Saturday is National Pisco Sour Day, the only holiday dedicated to the Peruvian spirit Pisco. We have a soft spot for Pisco since it got its introduction to the States right across the street at the Montgomery Block Building, which stood from 1853–1959, when it made way for the Transamerica Pyramid (See it, below, a month after the Great Quake of 1906).

The Montgomery Block, at a modest four stories, was arguably SF’s first skyscraper, and housed the offices of people like Mark Twain and Jack London, in addition to the Bank Exchange Bar, where bartender Duncan Nicol (above-left) concocted the Pisco Punch.

The punch contained lime and pineapple, but the original recipe has been shrouded in mystery. We got in touch with Pisco authority and Pisco Latin Lounge co-owner Guillermo Toro-Lira, who wrote two books on the subject, to find out more about the famed tippler.

Where did you try your first pisco or pisco punch?

I tried my first pisco (a Pisco Sour) in my native Lima, Peru when I was around 16 years old. My first Pisco Punch was prepared by myself for Thanksgiving of the year 2000.

What does the name of your book, “Wings of Cherubs” refer to?

The famous English writer Rudyard Kipling visited the Bank Exchange in the 1880s and tried a punch. He mentioned about the secrecy of the recipe and wrote that he thought “it was made of shavings of Cherubs’ Wings.” I borrowed his last part in allusion to uncovering the Pisco Punch recipe.

How did you go about researching your two books on the subject of pisco?

I started researching the historical relations of Peruvians in the history of California by the end of the 1990s. I was surprised on how significant it was and decided to write a book, mainly for Peruvians to know about.

When I discovered the existence of Pisco Punch, I decided to write the book centered on the Pisco Punch aspect but including the general Peruvian part too.

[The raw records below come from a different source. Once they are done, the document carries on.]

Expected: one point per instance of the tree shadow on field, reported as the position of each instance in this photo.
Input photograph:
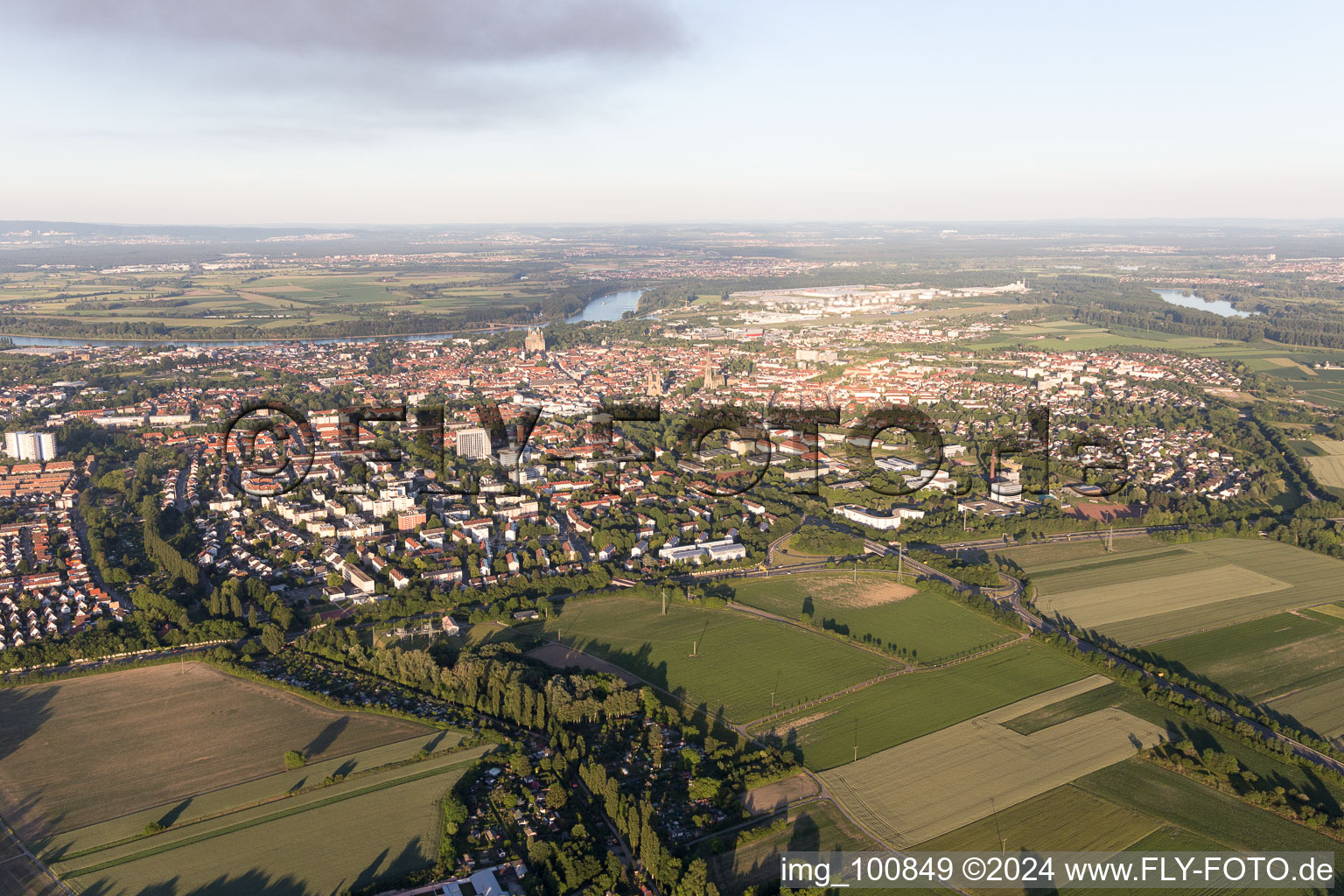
(23, 710)
(253, 883)
(326, 738)
(370, 873)
(805, 836)
(175, 813)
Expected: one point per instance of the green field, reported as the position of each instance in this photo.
(947, 780)
(1065, 818)
(260, 797)
(1205, 812)
(1168, 592)
(739, 659)
(920, 703)
(1319, 707)
(1108, 695)
(164, 734)
(1264, 657)
(924, 627)
(812, 828)
(323, 850)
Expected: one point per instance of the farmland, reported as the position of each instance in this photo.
(815, 826)
(1167, 592)
(195, 813)
(739, 659)
(1200, 810)
(909, 794)
(914, 704)
(1326, 461)
(284, 298)
(1319, 708)
(327, 848)
(171, 732)
(877, 609)
(1264, 657)
(1062, 818)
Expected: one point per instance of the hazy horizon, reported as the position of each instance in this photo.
(414, 112)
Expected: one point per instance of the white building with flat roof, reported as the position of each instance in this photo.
(30, 446)
(473, 442)
(875, 520)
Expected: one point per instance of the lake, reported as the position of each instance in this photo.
(609, 308)
(1218, 305)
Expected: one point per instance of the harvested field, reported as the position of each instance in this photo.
(1063, 818)
(1168, 592)
(561, 657)
(878, 610)
(1263, 659)
(767, 798)
(1328, 469)
(947, 780)
(920, 703)
(788, 727)
(170, 732)
(814, 828)
(738, 659)
(1096, 607)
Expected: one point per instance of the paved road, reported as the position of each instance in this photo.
(49, 880)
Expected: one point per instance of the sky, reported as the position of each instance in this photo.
(426, 112)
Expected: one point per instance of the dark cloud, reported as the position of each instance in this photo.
(466, 32)
(410, 60)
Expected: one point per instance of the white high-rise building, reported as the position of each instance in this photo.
(30, 446)
(473, 444)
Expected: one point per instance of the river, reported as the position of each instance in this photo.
(609, 308)
(1218, 305)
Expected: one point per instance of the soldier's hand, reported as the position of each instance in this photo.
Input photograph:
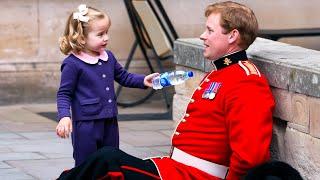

This was “Alas de los Querubines” (“Wings of Cherubs”). It won a Gourmand award in 2007. One year later it was published in English. My second book, “History of Pisco in San Francisco,” is more historical and shows the historical evidence used in the research of Wings… It has been publshed only in English.

How did pisco wind up a Gold Rush staple?

When San Francisco was a small village with a couple of hundred of habitants back in the 1830s, Pisco was one of the drinks they were used to. It came from Peru in sailing ships doing business trading hide and tallow from mission Padres and Ranchers. When the Gold Rush started, Pisco was already in SF. Many an East Coaster tried Pisco for the first time in SF, not in Peru, and thus its association with the City.

We hear that a pisco-style brandy was also made from California grapes when true Pisco was unavailable. Is that true? Do any wineries make a pisco-type brandy today?

One “aguardiente de vino” (wine distillate) was made in Sutter Fort in Sacramento in the early 1840s. As such, it could have been considered a “Pisco.” But today nobody in the US can make a wine distillate and call it Pisco by US Law.

Do you know Nichol’s secret Pisco Punch recipe?

I think I do. At [Pisco Latin Lounge] we serve there what we believe is Nicol’s recipe, down to the Pisco Italia type, the gum arabic, distilled water, Hawaiian pineapples, and Mexican limes.